Quand d'autres fonctionnaires ont posé des questions à propos du test, le Dr. Robert Redfield, directeur du Centre de Contrôle et de Prévention des Maladies (CDC), a commencé à répondre. Mr. Azar l'a interrompu en disant au président : « C'est le test créé le plus rapidement dans l'histoire des Etats-Unis, » rappellent les fonctionnaires. Azar a ajouté que plus d'1 000 000 de tests seraient disponibles dans quelques semaines.
Ça n'a pas été le cas, le CDC a commencé à envoyer des tests la semaine suivante, juste pour découvrir un défaut qui a obligé à renvoyer les tests aux laboratoires. Quand, fin février, les conseillers de la Maison Blanche ont critiqué Mr. Azar à cause des retards causés par le défaut en question, celui-ci s'est défaussé sur le Dr. Redfield en accusant le directeur du CDC de l'avoir induit en erreur à propos du délai de correction du défaut du test. « Vous m'avez menti ? » a-t-il crié à Redfield, rappelle un fonctionnaire. 6 semaines après la réunion du 29 janvier, le Gouvernement fédéral déclarait l'urgence nationale...
Dans ce cas, c'est toujours la faute d'un fusible. Le bouc émissaire de service a été le Dr. Redfield, ce qui confirme que le fil est toujours coupé du côté le plus mince. Sans vouloir forcer le trait, je ne peux pas ne pas vous offrir un autre paragraphe de l'article du Wall Street Journal:
Beaucoup de choses ont embrouillé la réponse du Gouvernement fédéral au coronavirus pendant que les gens haut placés discutaient de la sévérité de la menace et que les commentaires de Mr. Trump minimisaient le risque. Mais des interviews de plus de 24 fonctionnaires du Gouvernement et d'autres personnes impliquées dans les efforts du Gouvernement contre le coronavirus montrent que Mr. Azar a attendu des semaines pour informer le président de la menace, a surestimé les progrès de son ministère dans les premiers jours et n'a pas coordonné efficacement les agences de santé sous son commandement.

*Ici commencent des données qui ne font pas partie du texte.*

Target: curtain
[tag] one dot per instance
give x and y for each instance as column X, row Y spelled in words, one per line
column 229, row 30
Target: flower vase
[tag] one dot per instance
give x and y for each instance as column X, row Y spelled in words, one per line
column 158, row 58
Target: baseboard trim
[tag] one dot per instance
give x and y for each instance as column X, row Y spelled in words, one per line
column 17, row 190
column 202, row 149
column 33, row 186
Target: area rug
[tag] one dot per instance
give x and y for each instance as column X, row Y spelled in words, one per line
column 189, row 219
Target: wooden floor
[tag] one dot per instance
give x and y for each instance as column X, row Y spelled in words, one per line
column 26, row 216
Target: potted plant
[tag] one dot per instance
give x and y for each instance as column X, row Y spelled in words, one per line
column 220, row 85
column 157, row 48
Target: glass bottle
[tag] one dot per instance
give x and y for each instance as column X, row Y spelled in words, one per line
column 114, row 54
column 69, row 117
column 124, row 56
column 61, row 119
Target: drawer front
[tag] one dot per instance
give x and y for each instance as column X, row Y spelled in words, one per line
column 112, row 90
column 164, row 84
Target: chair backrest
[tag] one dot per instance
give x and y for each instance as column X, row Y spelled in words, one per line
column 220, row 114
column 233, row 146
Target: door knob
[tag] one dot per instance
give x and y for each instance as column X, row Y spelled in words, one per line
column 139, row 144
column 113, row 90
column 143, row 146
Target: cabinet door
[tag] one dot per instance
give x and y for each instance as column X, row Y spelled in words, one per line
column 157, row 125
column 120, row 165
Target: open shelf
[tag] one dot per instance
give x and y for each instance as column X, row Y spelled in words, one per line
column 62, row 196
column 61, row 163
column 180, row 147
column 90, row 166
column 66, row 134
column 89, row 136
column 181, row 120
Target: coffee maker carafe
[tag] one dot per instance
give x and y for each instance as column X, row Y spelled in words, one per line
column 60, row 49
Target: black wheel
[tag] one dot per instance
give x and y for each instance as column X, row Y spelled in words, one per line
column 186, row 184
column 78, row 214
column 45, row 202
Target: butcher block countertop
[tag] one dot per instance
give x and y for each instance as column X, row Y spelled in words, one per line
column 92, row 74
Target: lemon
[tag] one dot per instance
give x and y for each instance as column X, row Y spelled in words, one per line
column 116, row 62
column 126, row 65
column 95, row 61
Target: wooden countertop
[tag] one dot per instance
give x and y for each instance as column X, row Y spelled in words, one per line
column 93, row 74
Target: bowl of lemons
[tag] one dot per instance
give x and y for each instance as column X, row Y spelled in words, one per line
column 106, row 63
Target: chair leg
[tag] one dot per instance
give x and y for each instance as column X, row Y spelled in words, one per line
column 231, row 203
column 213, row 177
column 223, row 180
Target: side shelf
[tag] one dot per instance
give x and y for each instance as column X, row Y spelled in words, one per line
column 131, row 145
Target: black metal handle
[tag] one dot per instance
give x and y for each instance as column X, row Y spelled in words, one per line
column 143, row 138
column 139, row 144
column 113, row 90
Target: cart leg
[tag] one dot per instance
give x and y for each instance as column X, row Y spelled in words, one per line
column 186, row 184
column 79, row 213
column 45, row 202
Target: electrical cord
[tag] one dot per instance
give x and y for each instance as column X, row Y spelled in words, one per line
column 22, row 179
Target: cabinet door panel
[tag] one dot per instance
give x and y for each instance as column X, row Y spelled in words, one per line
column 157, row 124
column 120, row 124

Arrivés à ce point, on ne peut faire moins que supputer à quel point les attaques contre la Chine ne sont pas de la bombe étant donné qu'il faut chercher dans l'urgence de la fin du monde un coupable de remplacement.
N'oublie pas que dans peu de temps, Trump jouera sa peau en cherchant à être réélu et il ne s'agit pas de lui mettre sur le dos la mort, ou plutôt les dizaines de milliers de morts qu'a provoqué sa gestion désastreuse de la crise sanitaire.
C'est là qu'Alex Azar entre en scène pour recevoir un grand coup dans la partie du bas du dos qu'en pur castillan, on appelle cul. L'article du Wall Street Journal, un jour qui, comme on le sait, ne se fatigue pas si ça ne vaut pas le coup, n'a pas d'autre objectif.
Comme je te le disais, la capacité de la presse à manipuler l'opinion publique ne fait aucun doute.